Hitting Fast Forward on Plant Breeding: The Role of Doubled Haploids

Breeders face the ongoing challenge of protecting and increasing crop yields as environmental conditions become increasingly complex and unpredictable. Their work is essential to ensure a stable food supply for the ever-growing global population. Thus a key deliverable on our journey, enriching the lives of those who produce and those who consume.

The importance of crop yields

Crop yields have consistently been a central focus in the effort to feed the world. Over the decades, significant yield improvements have resulted from advancements in breeding methods and agronomic practices. While these changes have steadily increased yield per acre, breeders now confront new obstacles, including a rising population, decreasing arable land and escalating biotic and abiotic stresses. To overcome these challenges, innovative technologies are critical. Breeders do not concentrate solely on increasing grain yield. In addition, they prioritize traits such as agronomic and genetic resistance to pests and diseases, which helps protect the genetic yield potential of crops.

Traditional breeding methods

One traditional method of plant breeding known as “filial”, is a lengthy process that aims to develop elite inbred lines with enhanced yield potential and desirable agronomic characteristics. The development of new uniform inbred lines used to require seven to eight years, though the exact time depends on the crop and the breeding approach used. Accelerating the transition from segregating populations to stable inbred lines would provide significant advantages in plant breeding and selection.

The role of doubled haploids in plant breeding

Leveraging doubled haploid technology is now a vital tool in modern plant breeding strategies, offering a method to streamline and accelerate the breeding process.

Understanding doubled haploids

To grasp the concept of doubled haploids, it is important to understand typical plant reproduction. Diploid plants such as corn, soybean, rice and barley, as well as polyploids like wheat and potato, inherit pairs of chromosomes from their parents in a 1:1 ratio. These pairs consist of half maternal and half paternal chromosomes. If parents differ in a trait, this variation — known as heterozygosity or segregation—is passed to their offspring, creating the diversity breeders seek to select improved phenotypes. Breeders reduce heterozygosity by inbreeding these plants through multiple generations, gradually fixing favorable traits. As homozygosity is achieved, hybrid vigor or heterosis diminishes.

Haploid plants differ in that they possess only one copy of each chromosome, inherited from either parent. Typically, haploid plants are infertile. Through artificial chromosome duplication, identical chromosome copies are produced, resulting in a plant that is fully homozygous for all traits — known as a doubled haploid.
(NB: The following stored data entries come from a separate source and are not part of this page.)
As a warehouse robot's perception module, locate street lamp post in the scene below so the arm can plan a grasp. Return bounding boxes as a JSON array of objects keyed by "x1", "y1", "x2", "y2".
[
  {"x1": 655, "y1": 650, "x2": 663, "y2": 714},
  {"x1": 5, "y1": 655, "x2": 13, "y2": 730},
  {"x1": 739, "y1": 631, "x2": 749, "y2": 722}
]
Using a doubled haploid method replaces the lengthy and traditional filial breeding approach.

Methods for creating doubled haploids

Doubled haploid breeding is widely adopted in commercial breeding programs for crops such as corn, canola and wheat. Two main approaches are used: maternal-derived and microspore-derived haploids. Maternal-derived haploids can be further classified into seed-to-seed and embryo-to-seed methods. In corn, for example, breeders use a specialized haploidinducing line to pollinate plants, producing haploid seeds. In some cases, incomplete fertilization of the ovule results in seeds with only maternal chromosomes. The inducer line also carries a color gene, which changes the color of the embryo and endosperm if incomplete fertilization occurs, allowing breeders to visually select haploid seeds or embryos for chromosome doubling.
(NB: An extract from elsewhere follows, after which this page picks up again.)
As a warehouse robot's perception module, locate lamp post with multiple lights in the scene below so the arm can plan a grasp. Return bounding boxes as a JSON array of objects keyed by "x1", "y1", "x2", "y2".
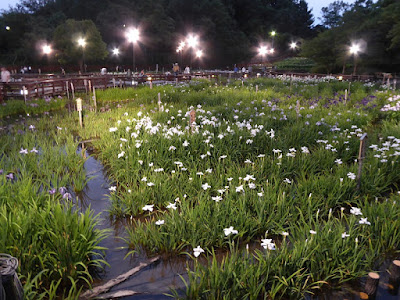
[{"x1": 186, "y1": 34, "x2": 199, "y2": 69}]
Canola and wheat breeding programs frequently use a microspore-derived technique. In this method, pollen (microspores) is placed in specialized tissue culture medium, prompting them to form embryo-like structures, double their chromosomes and eventually regenerate plantlets. Although this approach involves more steps than the maternal-derived method, it can generate a greater range of variation due to the number of microspores created. 
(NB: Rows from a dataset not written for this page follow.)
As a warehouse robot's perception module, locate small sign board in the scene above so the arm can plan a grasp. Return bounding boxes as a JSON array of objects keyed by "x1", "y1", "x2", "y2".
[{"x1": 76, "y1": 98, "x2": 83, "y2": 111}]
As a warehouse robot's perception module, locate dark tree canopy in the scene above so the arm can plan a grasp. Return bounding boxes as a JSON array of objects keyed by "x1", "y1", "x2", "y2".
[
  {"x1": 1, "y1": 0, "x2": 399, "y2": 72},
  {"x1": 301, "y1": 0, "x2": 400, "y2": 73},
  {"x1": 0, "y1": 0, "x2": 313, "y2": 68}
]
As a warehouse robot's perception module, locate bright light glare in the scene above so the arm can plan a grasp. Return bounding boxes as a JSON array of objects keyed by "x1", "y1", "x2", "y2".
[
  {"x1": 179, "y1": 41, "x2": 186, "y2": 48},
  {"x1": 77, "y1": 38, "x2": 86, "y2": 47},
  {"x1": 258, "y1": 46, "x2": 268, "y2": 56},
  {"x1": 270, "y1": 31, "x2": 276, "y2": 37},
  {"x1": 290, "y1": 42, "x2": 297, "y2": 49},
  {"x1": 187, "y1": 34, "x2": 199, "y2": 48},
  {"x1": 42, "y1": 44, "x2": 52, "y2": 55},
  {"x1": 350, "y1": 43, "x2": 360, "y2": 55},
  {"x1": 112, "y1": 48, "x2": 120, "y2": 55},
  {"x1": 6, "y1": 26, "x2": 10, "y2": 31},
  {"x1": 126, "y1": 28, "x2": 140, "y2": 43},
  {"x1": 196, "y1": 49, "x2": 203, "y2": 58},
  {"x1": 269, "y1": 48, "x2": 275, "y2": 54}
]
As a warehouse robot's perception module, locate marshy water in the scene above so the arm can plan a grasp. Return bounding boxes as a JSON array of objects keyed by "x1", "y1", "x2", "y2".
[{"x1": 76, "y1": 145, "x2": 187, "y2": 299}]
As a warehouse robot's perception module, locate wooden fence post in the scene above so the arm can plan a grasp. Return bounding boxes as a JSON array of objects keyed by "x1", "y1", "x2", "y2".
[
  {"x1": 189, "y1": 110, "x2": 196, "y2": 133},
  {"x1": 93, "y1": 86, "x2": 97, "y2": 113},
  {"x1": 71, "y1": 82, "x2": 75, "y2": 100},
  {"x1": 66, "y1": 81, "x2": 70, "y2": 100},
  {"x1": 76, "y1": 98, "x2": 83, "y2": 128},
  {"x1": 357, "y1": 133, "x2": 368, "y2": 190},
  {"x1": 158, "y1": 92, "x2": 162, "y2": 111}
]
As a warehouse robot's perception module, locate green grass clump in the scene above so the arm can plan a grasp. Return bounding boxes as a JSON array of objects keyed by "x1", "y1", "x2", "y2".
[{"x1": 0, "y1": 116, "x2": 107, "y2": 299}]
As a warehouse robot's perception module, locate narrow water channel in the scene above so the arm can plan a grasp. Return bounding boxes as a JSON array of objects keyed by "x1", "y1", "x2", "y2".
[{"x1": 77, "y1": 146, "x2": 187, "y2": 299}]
While doubled haploid breeding is common in crops like corn, wheat and canola, research is ongoing to apply these methods to other crops.

The impact of doubled haploids

Rapid development of new germplasm is crucial for delivering improved products to farmers, especially given ever-changing environmental conditions and stress factors. Traditional breeding requires numerous cycles of inbreeding to produce pure lines. These cycles often result in plants expressing different phenotypes under similar conditions due to ongoing segregation. As breeders progress and homozygosity is reached, phenotypes become more stable and uniform.

A major drawback of traditional breeding is the difficulty in predicting plant performance using genetic information, as segregation contributes to plant-to-plant variation during experimental testing. In contrast, fixed lines produced via doubled haploid pipelines maintain consistent genetic information from plant-to-plant. This stability enables greater accuracy in prediction-based breeding approaches and reduces the number of testing cycles required before releasing new products. Ultimately, fewer evaluation years are needed, accelerating genetic gain through faster cycling of new genetics.

Doubled haploids are a fundamental tool for creating variation in breeding, but they do not replace the importance of phenotyping. Accurate performance predictions based on f ixed genotypes, combined with thorough phenotyping, are essential for achieving accelerated genetic gain.